Published January 27, 2013
Dear Real Estate Adviser,
I have a reverse mortgage and have filed for bankruptcy. My lender has since stopped making monthly payments to me -- money that was providing me with basic living needs. There's no clause pertaining to this in my loan documents as far as I can tell. My attorney said he's never handled a bankruptcy with a reverse mortgage. What are my options? Would a reaffirmation agreement work? Can they call the note?
-- Ellen B.
Dear Ellen, Those crucial payments to you have stopped because borrowers aren't allowed to access funds, with some exceptions, from their reverse mortgages during bankruptcy proceedings. Filers, not surprisingly, aren't supposed to take on any new debt under bankruptcy. However, the bankruptcy court or the trustee monitoring the proceedings can approve your request for continued funds through a "reaffirmation agreement" that you mentioned, so by all means give that a try posthaste.

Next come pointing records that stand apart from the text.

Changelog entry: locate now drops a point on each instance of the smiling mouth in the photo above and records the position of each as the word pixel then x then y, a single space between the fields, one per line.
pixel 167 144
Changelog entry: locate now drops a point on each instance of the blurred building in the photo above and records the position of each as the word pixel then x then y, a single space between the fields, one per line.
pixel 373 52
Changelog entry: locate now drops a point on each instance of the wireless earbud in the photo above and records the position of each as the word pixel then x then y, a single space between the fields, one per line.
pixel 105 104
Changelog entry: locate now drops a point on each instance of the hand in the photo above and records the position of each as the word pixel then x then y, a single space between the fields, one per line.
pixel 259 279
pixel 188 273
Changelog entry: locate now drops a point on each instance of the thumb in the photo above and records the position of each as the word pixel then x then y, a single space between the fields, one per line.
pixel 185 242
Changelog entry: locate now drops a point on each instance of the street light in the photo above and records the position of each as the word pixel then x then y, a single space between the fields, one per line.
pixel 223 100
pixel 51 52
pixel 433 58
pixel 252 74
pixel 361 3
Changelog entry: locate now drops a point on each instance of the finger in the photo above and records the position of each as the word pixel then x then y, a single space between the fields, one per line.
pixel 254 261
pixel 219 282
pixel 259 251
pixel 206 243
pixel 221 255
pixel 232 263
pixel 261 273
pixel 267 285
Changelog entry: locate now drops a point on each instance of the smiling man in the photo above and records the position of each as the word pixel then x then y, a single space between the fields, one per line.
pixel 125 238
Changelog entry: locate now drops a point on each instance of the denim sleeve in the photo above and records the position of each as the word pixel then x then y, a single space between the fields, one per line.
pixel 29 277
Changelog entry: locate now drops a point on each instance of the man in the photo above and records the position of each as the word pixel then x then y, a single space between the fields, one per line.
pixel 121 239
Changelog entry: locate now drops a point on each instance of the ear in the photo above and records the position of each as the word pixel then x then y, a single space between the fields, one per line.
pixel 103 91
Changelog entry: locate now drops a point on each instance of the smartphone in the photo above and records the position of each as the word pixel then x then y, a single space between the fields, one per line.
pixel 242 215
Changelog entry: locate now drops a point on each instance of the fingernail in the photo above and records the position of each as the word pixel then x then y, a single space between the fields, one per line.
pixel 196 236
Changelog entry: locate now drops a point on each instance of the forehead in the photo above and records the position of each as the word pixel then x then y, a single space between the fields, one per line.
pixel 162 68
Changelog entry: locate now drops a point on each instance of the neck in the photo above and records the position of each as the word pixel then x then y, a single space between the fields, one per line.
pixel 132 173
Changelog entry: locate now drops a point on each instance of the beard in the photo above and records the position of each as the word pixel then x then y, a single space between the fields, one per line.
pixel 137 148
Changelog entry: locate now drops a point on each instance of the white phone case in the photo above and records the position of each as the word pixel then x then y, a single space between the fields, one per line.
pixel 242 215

And no, the lender typically can't call the loan due because a reverse mortgage is generally treated like any other debt belonging to the bankruptcy filer. However, some reverse mortgages do contain a provision saying the balance owed on the home does come due upon filing, though bankruptcy courts tend to not allow this given the consumer-oriented bent of bankruptcy protection.
For those reasons and many others, it's important that you have effective, experienced representation. In fact, the time to thoroughly discuss the issues at hand with a competent legal professional is before the filing to avoid any of the unwelcome surprises you're now encountering. Here's hoping your attorney has since gotten up to speed on the reverse mortgage in a bankruptcy or you've secured alternative counsel.
Because state bankruptcy laws vary and there are several different types of reverse mortgages and bankruptcies, it's hard to tell you exactly what's going to happen next and when. It may have been advantageous to wait to file so the reverse mortgage could eat away more equity; there's a means test in Chapter 7 bankruptcy to determine eligibility and sometimes a reverse mortgage can be raising more income than is allowable under that Chapter 7 umbrella.
A reverse mortgage, for the sake of edification, allows people at least 62 years old to tap into the equity in their homes tax-free, either in the form of a set monthly dollar amount or a line of credit. Most reverse mortgages are backed by the Federal Housing Administration. The loans can be handy for many cash-strapped seniors, but they do come with some caveats and financial baggage.
Reverse mortgages typically have high origination fees and require additional insurance and new appraisals. Plus, their cash distributions can adversely affect long-term government health care assistance for lower-income persons -- and some forms of bankruptcy protection as earlier noted. Once a borrower dies or departs the home permanently, homes with such mortgages can be repossessed by the lender if the mortgage is more than the home is worth.
So, tread cautiously before taking on a reverse mortgage or filing a bankruptcy with one. Suddenly finding yourself with no home to leave to heirs or no income for basic living needs, sadly, can be one of the dire consequences of poor or misinformed planning. Good luck.